If this sounds like Karl Marx's version of wage labor to you, forget it. Nothing could be further from the truth. Instead of the proletariat selling their bodies to the capitalists, it is the capitalist entrepreneur who sells his body to the avaricious proletariat in the digital format so desired. It is a fair transaction, transparent and honest. A legitimate exchange along well-defined utility curves.
Of course, David Beckham did not invent this idea. The concept is explained beautifully in Chapter 1 of Robert Grant's Contemporary Strategy Analysis, the standard strategy textbook in many MBA programs. Grant gives three examples of "Person as Product", based on three individuals who developed successful strategies. One of the three is Madonna. Madonna, according to Grant, has for several decades managed her "self" with remarkable skill. She has continually reinvented her image and her music to meet market demands; she has used her "personal" life to promote her business success (i.e., she sleeps with and marries those men who best advance her career); and she never, absolutely never, confuses art with business. She properly defines herself and success in life in E.V.A. (economic value added).
It may be fair to say that David Beckham lacks Madonna's intelligence and guile. This may be because, unlike Madonna, he was a childhood success. All Beckham ever wanted to be was a football player, and he was star by the time he had reached the age of reason. He was, as an narcissistic adolescent, a successful athelete, skilled and in love with the game This is the Beckham imagined in "Bend It Like Beckham" -- the child and young man in love with himself who hour after hour practiced free kicks and discovered parabolas previously unknown to physics. Beckham had what coaches like to call a great "work ethic". You can still see it when Beckham is on the field. He plays hard, as he always has, the way he was taught. He plays hard because it feels good. This is something everyone who has played competitive sports understands.

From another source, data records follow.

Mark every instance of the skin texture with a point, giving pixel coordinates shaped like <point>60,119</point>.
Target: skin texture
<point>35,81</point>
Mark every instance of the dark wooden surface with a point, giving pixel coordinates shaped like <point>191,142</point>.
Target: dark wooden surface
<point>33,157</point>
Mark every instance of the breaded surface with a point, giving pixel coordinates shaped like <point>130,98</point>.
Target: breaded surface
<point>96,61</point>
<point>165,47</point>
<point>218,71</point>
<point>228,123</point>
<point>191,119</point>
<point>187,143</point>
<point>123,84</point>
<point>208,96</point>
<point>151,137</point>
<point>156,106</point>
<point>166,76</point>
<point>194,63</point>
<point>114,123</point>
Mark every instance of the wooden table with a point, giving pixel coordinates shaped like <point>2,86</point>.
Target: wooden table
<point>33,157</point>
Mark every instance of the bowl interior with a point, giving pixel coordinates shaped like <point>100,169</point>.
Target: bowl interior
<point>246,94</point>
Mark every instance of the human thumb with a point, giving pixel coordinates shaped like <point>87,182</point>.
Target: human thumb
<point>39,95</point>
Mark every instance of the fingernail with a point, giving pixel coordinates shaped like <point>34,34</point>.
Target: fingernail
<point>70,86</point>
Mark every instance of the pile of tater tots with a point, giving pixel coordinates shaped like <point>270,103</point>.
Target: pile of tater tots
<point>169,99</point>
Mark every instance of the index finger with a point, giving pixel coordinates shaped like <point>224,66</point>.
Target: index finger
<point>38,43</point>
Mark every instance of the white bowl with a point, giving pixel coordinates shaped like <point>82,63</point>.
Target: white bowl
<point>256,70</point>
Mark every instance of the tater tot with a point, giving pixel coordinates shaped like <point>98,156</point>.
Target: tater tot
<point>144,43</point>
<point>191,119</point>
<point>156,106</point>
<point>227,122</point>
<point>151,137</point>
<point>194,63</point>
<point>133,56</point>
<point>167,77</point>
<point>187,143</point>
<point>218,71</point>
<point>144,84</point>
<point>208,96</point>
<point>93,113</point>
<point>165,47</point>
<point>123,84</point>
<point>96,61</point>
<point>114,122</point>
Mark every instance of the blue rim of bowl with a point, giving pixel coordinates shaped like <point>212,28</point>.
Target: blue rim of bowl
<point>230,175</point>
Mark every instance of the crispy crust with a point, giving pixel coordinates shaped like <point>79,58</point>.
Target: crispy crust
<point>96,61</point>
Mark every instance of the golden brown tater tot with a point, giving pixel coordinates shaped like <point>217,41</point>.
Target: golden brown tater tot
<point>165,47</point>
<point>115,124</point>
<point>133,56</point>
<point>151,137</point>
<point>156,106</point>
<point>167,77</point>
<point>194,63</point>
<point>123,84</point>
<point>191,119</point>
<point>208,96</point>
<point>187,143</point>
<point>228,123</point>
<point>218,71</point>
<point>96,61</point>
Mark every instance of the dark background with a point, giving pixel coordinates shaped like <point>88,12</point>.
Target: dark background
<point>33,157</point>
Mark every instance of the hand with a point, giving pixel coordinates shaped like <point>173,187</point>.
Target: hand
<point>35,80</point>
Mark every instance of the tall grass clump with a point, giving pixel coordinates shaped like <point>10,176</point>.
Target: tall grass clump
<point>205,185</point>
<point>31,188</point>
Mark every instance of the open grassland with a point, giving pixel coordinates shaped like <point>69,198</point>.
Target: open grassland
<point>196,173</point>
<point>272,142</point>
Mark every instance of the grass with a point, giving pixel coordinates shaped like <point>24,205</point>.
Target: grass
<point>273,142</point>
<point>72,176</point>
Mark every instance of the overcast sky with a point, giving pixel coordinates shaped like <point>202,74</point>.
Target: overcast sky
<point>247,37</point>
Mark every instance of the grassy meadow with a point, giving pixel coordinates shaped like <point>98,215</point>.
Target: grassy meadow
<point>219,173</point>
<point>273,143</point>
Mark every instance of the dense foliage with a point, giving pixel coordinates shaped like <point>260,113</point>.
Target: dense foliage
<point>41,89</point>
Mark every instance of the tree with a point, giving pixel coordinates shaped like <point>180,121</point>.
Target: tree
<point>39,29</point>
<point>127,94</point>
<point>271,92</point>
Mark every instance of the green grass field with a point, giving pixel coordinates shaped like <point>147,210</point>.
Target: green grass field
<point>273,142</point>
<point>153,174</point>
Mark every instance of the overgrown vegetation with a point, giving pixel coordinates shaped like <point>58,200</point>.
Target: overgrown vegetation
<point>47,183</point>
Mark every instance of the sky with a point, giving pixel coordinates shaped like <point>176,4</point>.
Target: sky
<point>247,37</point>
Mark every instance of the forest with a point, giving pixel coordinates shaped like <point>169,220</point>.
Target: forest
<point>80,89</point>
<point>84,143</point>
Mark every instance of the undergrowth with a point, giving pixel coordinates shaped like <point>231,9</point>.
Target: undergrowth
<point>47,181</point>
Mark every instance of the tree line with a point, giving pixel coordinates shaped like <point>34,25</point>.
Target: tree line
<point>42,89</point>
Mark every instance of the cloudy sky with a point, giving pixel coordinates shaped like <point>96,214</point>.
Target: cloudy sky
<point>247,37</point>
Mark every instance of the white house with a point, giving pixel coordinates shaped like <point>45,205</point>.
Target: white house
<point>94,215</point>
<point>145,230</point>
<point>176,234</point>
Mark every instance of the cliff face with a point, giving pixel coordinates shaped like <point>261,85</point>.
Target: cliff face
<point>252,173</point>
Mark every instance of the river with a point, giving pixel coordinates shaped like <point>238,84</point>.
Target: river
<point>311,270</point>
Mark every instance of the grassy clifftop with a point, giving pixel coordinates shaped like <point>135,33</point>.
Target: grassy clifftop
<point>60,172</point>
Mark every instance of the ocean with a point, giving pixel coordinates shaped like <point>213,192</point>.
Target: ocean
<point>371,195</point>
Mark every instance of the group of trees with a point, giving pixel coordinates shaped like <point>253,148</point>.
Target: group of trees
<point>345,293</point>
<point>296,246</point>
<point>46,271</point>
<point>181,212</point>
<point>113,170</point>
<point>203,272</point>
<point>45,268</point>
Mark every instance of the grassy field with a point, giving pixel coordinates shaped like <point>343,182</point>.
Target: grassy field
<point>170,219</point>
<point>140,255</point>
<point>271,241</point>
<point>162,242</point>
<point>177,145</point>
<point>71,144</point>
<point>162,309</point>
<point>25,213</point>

But then Beckham discovered that his body itself was worth more money than he could possibly imagine, and that he could be packaged and sold. Of course, not everyone likes the idea. They prefer the "young and innocent" Beckham playing for the "love of the sport", subjugating his commercial self to the beauty of the game. Alex Ferguson, his former coach at Manchester United, found Beckham's conversion to product status an affront to the team and the sport. He blamed Beckham's wife, Victoria Adams, for Beckham's transformation, but he was wrong. It is probable that Beckham was drawn to Adams precisely because Adams, one of the Spice Girls, was herself a product. Products provide sensation and pleasure. Products are the embodiment of rational behavior. It is an adult answer to the narcissistic joy and suffering of adolescence. It is horrifyingly mature.
Beckham felt no guilt at turning himself into a product. He convinced himself that he could have both the romance of sport and the reason of money. Together, they were destined to win a dozen Champions' League.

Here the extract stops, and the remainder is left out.